A+| A| A-
Monuments as Markers of Minority Identity
Muslim Political Discourse in Postcolonial India:Monuments, Memory, Contestation by Hilal Ahmed, Delhi: Routledge, 2014; pp 344, Rs 850.
Pierre Bourdieu’s idea of cultural capital or our understanding of symbolic capital is relevant not just in the domain of cultural theory but is equally germane to any discussion on politics. This book under review elaborates on the constitution and subsequent condensation of such symbolic forms of politics where iconic historical monuments are invested with political capital with far-reaching consequences in Indian minority politics. There is a paucity of original scholarship on the post-1947 trajectories of Muslim politics in India and this book attempts to fill that gap.

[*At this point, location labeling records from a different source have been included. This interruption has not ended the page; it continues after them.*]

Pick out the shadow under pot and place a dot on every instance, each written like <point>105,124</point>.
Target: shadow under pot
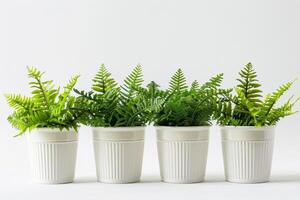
<point>182,153</point>
<point>119,154</point>
<point>52,155</point>
<point>247,153</point>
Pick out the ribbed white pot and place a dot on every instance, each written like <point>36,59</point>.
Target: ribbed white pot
<point>52,155</point>
<point>182,153</point>
<point>247,153</point>
<point>119,154</point>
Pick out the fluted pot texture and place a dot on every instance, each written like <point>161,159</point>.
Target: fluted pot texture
<point>182,153</point>
<point>52,155</point>
<point>247,153</point>
<point>119,154</point>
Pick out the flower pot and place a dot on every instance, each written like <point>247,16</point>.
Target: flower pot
<point>247,153</point>
<point>182,153</point>
<point>52,155</point>
<point>119,154</point>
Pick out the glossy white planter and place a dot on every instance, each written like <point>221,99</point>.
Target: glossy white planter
<point>182,153</point>
<point>119,154</point>
<point>247,153</point>
<point>52,155</point>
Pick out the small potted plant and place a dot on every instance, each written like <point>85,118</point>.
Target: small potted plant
<point>248,125</point>
<point>182,121</point>
<point>118,120</point>
<point>52,124</point>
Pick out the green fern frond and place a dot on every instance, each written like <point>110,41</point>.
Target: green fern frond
<point>273,98</point>
<point>19,102</point>
<point>103,81</point>
<point>178,82</point>
<point>285,110</point>
<point>249,84</point>
<point>45,108</point>
<point>43,92</point>
<point>132,83</point>
<point>213,83</point>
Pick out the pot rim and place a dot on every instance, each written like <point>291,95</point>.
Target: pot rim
<point>183,127</point>
<point>118,129</point>
<point>53,129</point>
<point>248,127</point>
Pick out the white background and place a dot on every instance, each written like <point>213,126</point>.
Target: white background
<point>65,37</point>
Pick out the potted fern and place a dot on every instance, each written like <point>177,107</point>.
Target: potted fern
<point>52,124</point>
<point>182,121</point>
<point>118,120</point>
<point>248,125</point>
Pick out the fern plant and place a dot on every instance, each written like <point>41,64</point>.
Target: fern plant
<point>188,106</point>
<point>46,108</point>
<point>248,108</point>
<point>111,105</point>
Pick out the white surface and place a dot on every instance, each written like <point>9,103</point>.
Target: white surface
<point>65,37</point>
<point>52,161</point>
<point>182,153</point>
<point>118,154</point>
<point>248,159</point>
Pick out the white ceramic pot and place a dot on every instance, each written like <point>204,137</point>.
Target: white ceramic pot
<point>247,153</point>
<point>119,154</point>
<point>182,153</point>
<point>52,155</point>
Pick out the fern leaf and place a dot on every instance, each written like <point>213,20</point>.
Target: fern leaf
<point>103,81</point>
<point>285,110</point>
<point>178,82</point>
<point>249,85</point>
<point>19,102</point>
<point>43,92</point>
<point>272,99</point>
<point>132,83</point>
<point>213,83</point>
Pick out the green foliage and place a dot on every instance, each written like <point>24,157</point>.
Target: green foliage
<point>46,108</point>
<point>110,105</point>
<point>183,106</point>
<point>247,108</point>
<point>178,82</point>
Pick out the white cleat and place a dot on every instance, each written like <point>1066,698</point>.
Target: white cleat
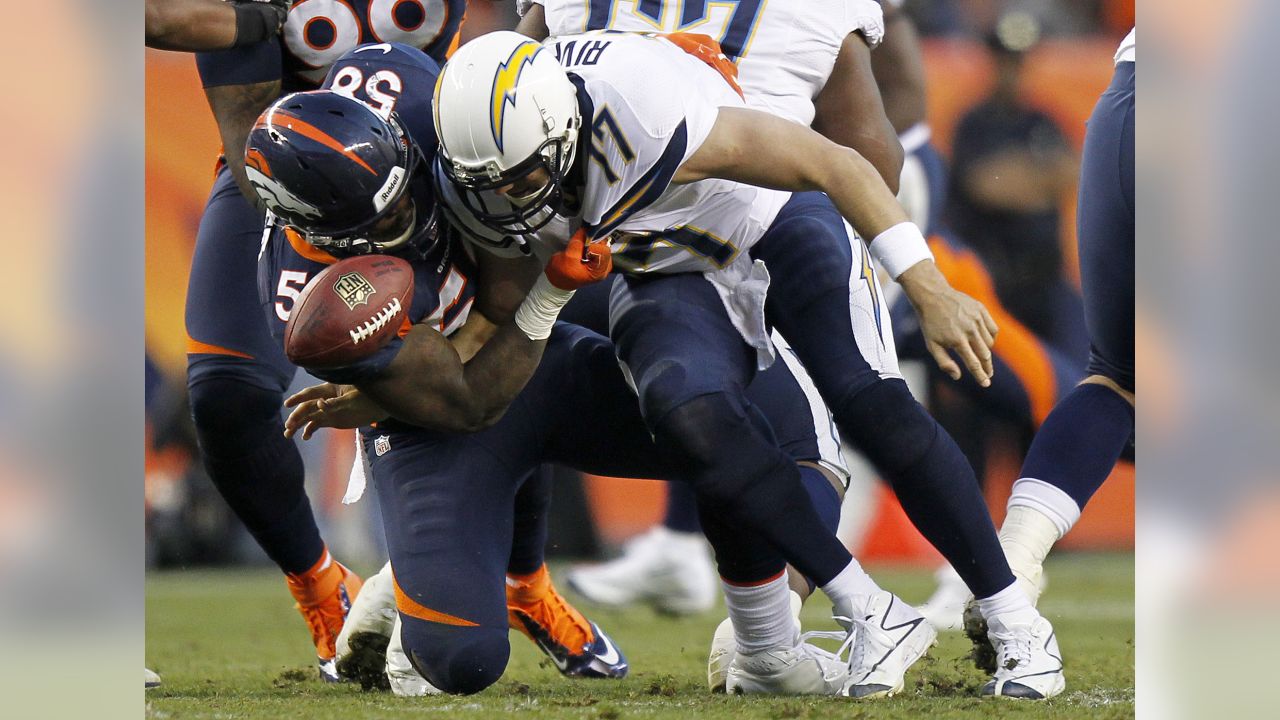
<point>945,607</point>
<point>361,646</point>
<point>403,679</point>
<point>1029,664</point>
<point>803,669</point>
<point>723,651</point>
<point>887,638</point>
<point>671,570</point>
<point>725,647</point>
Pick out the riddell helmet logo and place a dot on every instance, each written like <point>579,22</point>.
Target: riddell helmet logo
<point>353,290</point>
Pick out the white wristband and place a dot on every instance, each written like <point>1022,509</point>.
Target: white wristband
<point>538,313</point>
<point>899,247</point>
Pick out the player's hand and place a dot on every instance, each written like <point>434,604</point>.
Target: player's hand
<point>329,406</point>
<point>581,263</point>
<point>951,320</point>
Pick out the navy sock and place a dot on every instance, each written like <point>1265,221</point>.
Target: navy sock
<point>931,478</point>
<point>529,531</point>
<point>681,509</point>
<point>1080,441</point>
<point>256,469</point>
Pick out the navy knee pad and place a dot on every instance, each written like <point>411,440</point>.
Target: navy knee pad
<point>255,468</point>
<point>741,473</point>
<point>888,425</point>
<point>456,660</point>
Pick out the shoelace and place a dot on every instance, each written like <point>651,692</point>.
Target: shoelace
<point>854,641</point>
<point>1014,651</point>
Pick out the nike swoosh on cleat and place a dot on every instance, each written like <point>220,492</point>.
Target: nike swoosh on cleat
<point>611,655</point>
<point>561,664</point>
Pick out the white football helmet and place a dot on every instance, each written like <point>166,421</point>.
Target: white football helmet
<point>506,109</point>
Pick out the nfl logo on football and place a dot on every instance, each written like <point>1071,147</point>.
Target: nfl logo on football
<point>353,290</point>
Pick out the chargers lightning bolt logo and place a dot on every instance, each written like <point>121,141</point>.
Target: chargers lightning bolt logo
<point>504,85</point>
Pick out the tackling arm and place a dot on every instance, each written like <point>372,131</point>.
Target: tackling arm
<point>236,109</point>
<point>850,113</point>
<point>759,149</point>
<point>211,24</point>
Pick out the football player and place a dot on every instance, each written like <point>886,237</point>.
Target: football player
<point>236,373</point>
<point>449,528</point>
<point>656,176</point>
<point>1088,431</point>
<point>213,24</point>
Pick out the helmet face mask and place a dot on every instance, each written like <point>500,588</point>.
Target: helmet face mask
<point>506,212</point>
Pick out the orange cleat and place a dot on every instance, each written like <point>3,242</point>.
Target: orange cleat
<point>324,595</point>
<point>575,645</point>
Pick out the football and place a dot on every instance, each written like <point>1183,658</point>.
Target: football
<point>348,311</point>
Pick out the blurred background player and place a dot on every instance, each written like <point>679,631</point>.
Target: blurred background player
<point>209,24</point>
<point>236,373</point>
<point>213,24</point>
<point>668,565</point>
<point>1089,429</point>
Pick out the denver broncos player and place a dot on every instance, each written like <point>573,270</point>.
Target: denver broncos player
<point>236,374</point>
<point>440,564</point>
<point>656,176</point>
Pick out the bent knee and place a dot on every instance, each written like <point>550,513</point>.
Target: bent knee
<point>1130,397</point>
<point>460,661</point>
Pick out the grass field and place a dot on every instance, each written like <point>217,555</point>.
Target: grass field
<point>229,645</point>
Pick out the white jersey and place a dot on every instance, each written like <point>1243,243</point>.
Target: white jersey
<point>1128,51</point>
<point>785,51</point>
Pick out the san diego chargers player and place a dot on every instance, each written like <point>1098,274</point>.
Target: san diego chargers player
<point>668,133</point>
<point>785,51</point>
<point>452,638</point>
<point>236,373</point>
<point>782,402</point>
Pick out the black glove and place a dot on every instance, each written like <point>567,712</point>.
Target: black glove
<point>259,19</point>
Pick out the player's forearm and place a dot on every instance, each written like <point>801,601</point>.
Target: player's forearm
<point>899,69</point>
<point>858,191</point>
<point>236,109</point>
<point>190,24</point>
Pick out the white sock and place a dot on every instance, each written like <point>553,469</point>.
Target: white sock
<point>851,588</point>
<point>1048,500</point>
<point>762,615</point>
<point>1028,534</point>
<point>1009,606</point>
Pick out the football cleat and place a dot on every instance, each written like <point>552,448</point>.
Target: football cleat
<point>671,570</point>
<point>361,646</point>
<point>945,607</point>
<point>1028,662</point>
<point>725,648</point>
<point>403,679</point>
<point>324,595</point>
<point>575,645</point>
<point>887,637</point>
<point>803,669</point>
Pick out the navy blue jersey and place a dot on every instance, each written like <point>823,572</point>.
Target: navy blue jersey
<point>443,292</point>
<point>318,32</point>
<point>391,77</point>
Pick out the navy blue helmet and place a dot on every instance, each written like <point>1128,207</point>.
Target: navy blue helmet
<point>342,165</point>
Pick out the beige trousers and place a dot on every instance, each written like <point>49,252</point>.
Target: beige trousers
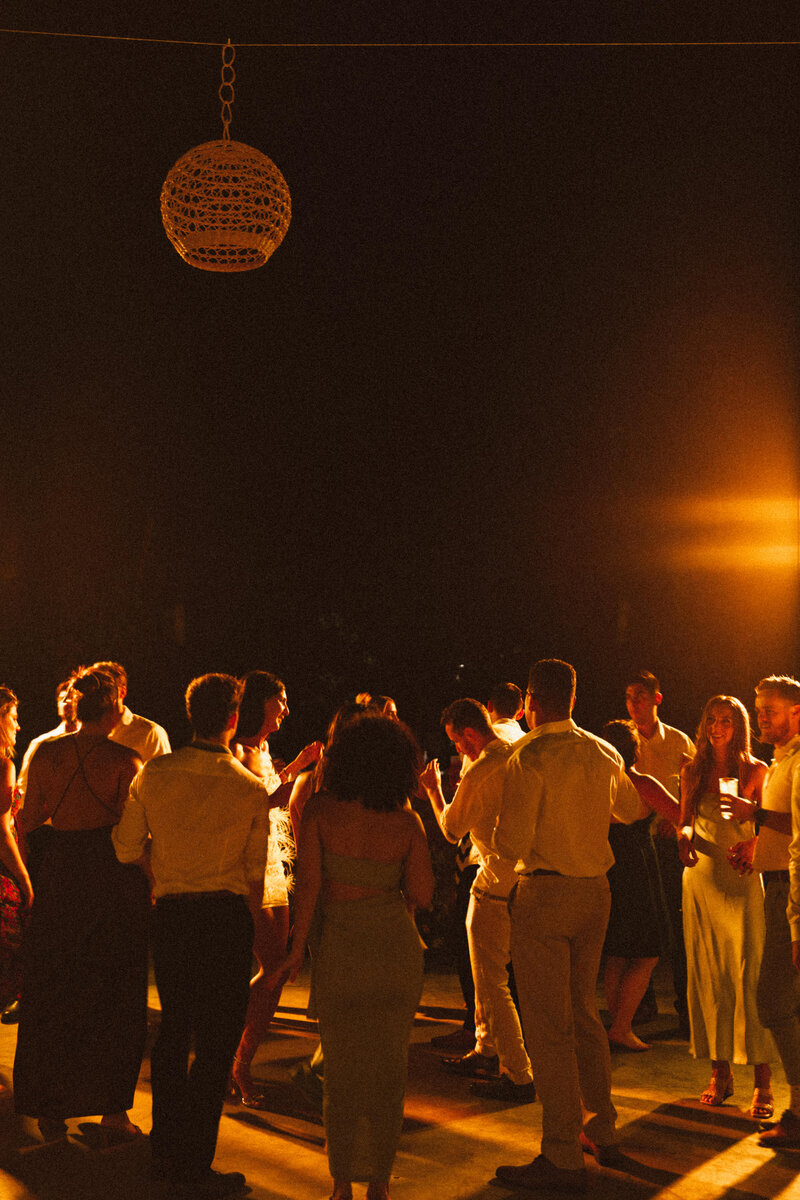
<point>558,925</point>
<point>497,1024</point>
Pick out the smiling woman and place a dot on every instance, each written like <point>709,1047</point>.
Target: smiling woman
<point>16,891</point>
<point>723,913</point>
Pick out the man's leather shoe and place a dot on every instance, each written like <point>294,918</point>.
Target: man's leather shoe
<point>473,1063</point>
<point>783,1134</point>
<point>541,1175</point>
<point>10,1014</point>
<point>504,1089</point>
<point>607,1156</point>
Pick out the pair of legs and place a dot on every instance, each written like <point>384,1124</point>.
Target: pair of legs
<point>271,934</point>
<point>202,947</point>
<point>777,995</point>
<point>721,1087</point>
<point>343,1191</point>
<point>558,927</point>
<point>625,983</point>
<point>488,930</point>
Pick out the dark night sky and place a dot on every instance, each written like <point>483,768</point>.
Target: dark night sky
<point>521,381</point>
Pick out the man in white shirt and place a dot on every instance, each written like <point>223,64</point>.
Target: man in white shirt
<point>775,852</point>
<point>198,821</point>
<point>136,732</point>
<point>65,703</point>
<point>561,787</point>
<point>662,753</point>
<point>474,810</point>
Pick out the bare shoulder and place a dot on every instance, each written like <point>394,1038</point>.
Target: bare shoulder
<point>7,774</point>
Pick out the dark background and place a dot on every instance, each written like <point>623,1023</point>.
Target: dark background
<point>519,382</point>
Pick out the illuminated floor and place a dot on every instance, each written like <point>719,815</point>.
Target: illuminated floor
<point>451,1143</point>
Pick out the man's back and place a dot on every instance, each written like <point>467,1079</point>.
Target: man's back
<point>208,819</point>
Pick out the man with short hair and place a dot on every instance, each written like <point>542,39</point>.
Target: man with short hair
<point>662,753</point>
<point>506,707</point>
<point>775,852</point>
<point>65,705</point>
<point>474,810</point>
<point>198,821</point>
<point>561,787</point>
<point>145,737</point>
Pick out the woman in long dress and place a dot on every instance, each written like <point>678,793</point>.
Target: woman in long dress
<point>723,912</point>
<point>262,712</point>
<point>632,939</point>
<point>84,999</point>
<point>16,892</point>
<point>364,852</point>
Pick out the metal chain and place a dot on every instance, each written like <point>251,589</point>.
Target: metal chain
<point>226,93</point>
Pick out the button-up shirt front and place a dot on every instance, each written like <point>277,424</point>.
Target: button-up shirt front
<point>474,809</point>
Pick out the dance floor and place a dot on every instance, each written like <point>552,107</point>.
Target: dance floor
<point>677,1149</point>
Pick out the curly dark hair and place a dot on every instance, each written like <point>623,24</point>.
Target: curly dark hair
<point>373,760</point>
<point>624,737</point>
<point>258,688</point>
<point>96,691</point>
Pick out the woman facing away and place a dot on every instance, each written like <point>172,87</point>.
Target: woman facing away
<point>632,940</point>
<point>364,852</point>
<point>723,912</point>
<point>262,712</point>
<point>16,891</point>
<point>84,1000</point>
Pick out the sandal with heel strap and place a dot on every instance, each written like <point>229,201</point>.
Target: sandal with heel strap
<point>719,1090</point>
<point>763,1104</point>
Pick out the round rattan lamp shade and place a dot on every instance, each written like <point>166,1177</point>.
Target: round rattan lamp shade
<point>226,207</point>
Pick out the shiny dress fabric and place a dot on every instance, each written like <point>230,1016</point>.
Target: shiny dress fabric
<point>723,929</point>
<point>368,983</point>
<point>84,1000</point>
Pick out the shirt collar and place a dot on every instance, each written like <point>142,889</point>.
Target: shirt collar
<point>553,727</point>
<point>791,747</point>
<point>211,747</point>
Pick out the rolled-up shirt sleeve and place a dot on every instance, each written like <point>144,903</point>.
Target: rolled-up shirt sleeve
<point>257,845</point>
<point>516,825</point>
<point>130,837</point>
<point>793,907</point>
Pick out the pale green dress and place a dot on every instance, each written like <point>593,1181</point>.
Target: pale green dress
<point>367,984</point>
<point>723,930</point>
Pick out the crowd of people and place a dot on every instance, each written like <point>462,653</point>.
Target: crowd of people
<point>576,855</point>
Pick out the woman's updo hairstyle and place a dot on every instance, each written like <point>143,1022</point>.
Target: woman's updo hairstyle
<point>96,694</point>
<point>373,760</point>
<point>7,700</point>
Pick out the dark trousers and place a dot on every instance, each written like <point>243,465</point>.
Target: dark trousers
<point>202,951</point>
<point>672,879</point>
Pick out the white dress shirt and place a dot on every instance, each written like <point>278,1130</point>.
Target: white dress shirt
<point>779,790</point>
<point>206,816</point>
<point>561,786</point>
<point>663,754</point>
<point>474,810</point>
<point>140,735</point>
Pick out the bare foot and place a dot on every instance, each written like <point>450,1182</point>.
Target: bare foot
<point>120,1121</point>
<point>626,1041</point>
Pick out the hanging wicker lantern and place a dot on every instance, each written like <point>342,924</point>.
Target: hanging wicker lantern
<point>226,207</point>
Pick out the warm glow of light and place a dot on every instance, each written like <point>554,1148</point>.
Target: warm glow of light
<point>731,556</point>
<point>731,533</point>
<point>714,510</point>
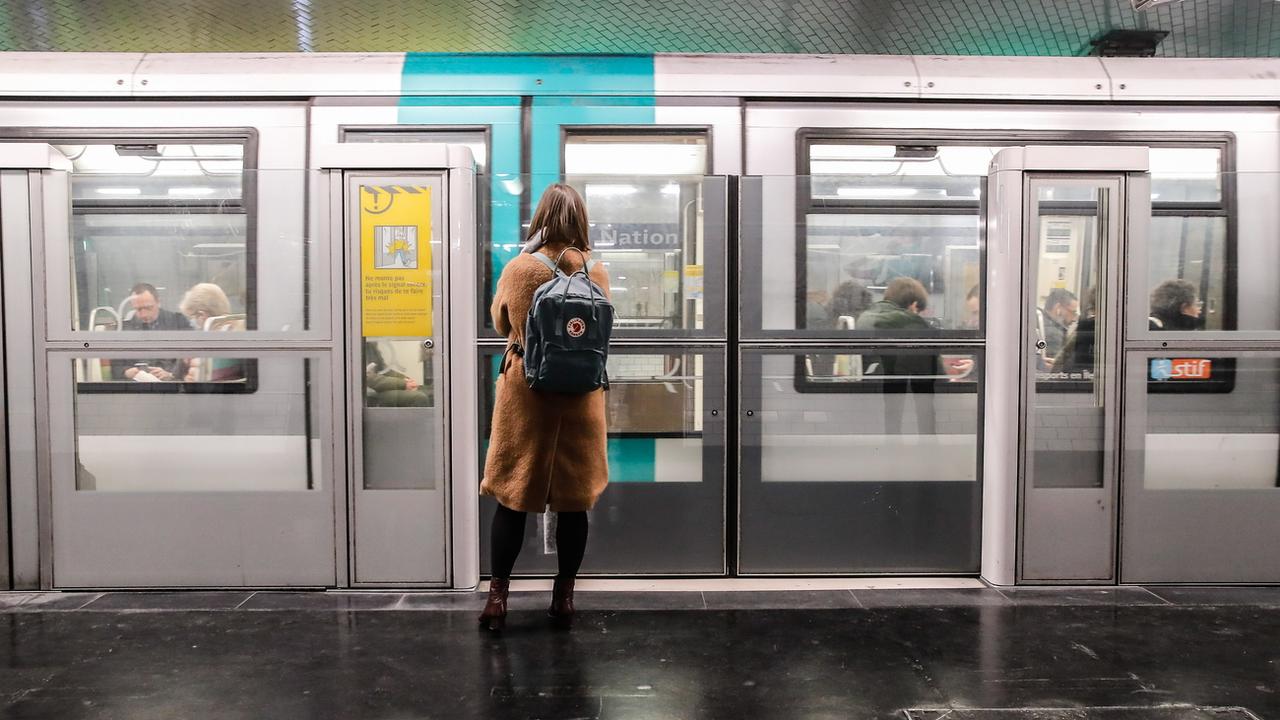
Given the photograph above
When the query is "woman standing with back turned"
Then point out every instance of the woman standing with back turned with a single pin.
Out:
(547, 451)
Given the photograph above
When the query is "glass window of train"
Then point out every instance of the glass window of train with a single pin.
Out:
(1187, 274)
(1185, 174)
(833, 483)
(163, 437)
(891, 274)
(475, 139)
(666, 455)
(161, 236)
(644, 195)
(1208, 420)
(110, 174)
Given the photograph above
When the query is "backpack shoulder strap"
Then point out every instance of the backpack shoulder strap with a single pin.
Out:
(548, 261)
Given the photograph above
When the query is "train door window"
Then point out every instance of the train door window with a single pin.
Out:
(475, 139)
(644, 194)
(160, 224)
(1191, 285)
(881, 215)
(161, 241)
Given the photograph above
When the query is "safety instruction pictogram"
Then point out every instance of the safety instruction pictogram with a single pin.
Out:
(396, 260)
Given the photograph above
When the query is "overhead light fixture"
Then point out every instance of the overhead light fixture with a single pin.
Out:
(915, 151)
(876, 191)
(1128, 42)
(611, 190)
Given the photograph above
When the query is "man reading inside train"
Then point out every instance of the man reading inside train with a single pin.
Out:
(1060, 311)
(149, 315)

Stereotypes, including in academics, suggest that there is only one form of Muslim politics in India, one that hinges on the dichotomy between Western modernisation and orthodox Islam. The internal complexities of Muslim politics and the evolution of varied forms of such politics contingent upon pluralistic needs and demands of various Muslim groups are completely ignored. Muslims are viewed as a monolith and sweeping generalities are used to interpret various kinds of Muslim politics. Intellectual energies are “devoted to reproduce the existing intellectual and political divide between secularism and communalism” (p 2). This work “looks at how the collective political existence of India’s Muslims is conceptualised as a political community in variety of ways” and examines “the structure of postcolonial Muslim political discourse—an intellectual process by which specific notions of Muslim identity are produced and meanings of political acts are determined” (p 3).